Sunday, October 11, 2009

In Honor of Breast Cancer Awareness

This is my new art piece in honor of Breast Cancer Awareness month. Her name is "Survivor".

Saturday, October 3, 2009

My Mother's Legs

Sometimes, I look in the mirror and I see my mother staring back at me in the reflection. I think all of us who are aging have that happen every now and then and it does not really surprise us. Yesterday, though, as I was getting dressed for work, I saw my mother's legs in my mirror and they were attached to me. What I mean is that the skin on my legs is sagging, slowly making it's way to the tops of my knees. And no matter now thin I get, my legs do not change. I now have the legs of an old woman. I don't know why this surprises me so, I am creeping up towards seventy. So what do I expect? Perhaps the legs of the bouncy majorette of the 1950's? Or the firm, strong legs of the runner of the 197o's? Or the still pretty fantastic legs as I "worked out" in the 1980's?

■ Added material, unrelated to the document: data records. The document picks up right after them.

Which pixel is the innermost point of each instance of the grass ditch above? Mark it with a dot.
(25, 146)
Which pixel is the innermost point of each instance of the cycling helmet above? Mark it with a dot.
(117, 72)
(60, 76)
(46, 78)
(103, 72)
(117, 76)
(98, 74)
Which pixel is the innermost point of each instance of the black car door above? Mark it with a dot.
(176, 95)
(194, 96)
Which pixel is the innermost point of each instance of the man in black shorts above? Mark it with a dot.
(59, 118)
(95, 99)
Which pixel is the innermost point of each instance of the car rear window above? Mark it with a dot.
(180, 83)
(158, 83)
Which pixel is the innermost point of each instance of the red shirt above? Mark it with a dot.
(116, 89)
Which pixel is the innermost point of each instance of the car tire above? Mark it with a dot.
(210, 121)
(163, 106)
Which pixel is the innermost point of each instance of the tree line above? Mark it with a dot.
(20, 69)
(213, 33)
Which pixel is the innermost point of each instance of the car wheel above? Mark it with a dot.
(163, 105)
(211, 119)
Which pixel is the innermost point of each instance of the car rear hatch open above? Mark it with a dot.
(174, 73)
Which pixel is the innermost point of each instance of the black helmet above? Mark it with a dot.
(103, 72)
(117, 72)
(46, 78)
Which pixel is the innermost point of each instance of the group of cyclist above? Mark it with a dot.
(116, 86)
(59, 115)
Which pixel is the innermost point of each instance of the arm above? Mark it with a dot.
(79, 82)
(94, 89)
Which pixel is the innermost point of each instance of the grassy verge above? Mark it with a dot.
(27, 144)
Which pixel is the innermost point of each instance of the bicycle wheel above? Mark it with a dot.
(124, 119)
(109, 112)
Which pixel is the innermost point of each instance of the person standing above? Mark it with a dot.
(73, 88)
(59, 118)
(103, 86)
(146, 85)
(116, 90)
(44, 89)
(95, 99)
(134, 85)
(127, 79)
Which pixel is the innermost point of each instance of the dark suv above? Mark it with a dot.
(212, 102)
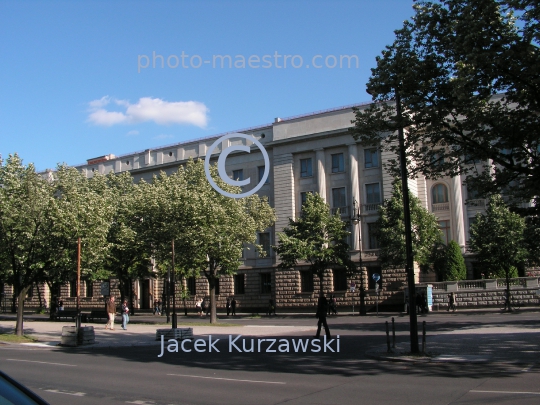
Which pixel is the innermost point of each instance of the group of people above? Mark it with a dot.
(203, 307)
(111, 311)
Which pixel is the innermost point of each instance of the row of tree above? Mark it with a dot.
(122, 226)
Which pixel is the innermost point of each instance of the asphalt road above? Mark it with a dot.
(137, 375)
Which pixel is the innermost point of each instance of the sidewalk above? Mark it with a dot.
(456, 341)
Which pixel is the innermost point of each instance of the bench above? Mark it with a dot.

No, those legs are gone. In their place are my mother's legs. They stare back at me in mockery, causing me to think about the things that really matter. What matters is that I have amassed a good deal of wisdom as these legs have responded to gravity; I have made a difference to the lives of many as my hair has grown whiter; and I have learned much from my life as my face has taken on its wrinkles. And so instead of quoting from The Love Song of J. Alfred Prufrock, "I grow old, I grow old, I shall wear the bottoms of my trousers rolled...", I will quote instead from my favorite Robert Frost poem, Stopping by the Woods on a Snowy Evening: " And I have promises to keep, and miles to go before I sleep".

I can live with my mother's legs. I can live with my father's jaw line. But that is where the similarity ends. I am carving my own initials on the tree of my life. And the tree is only a sapling. I have much work to do.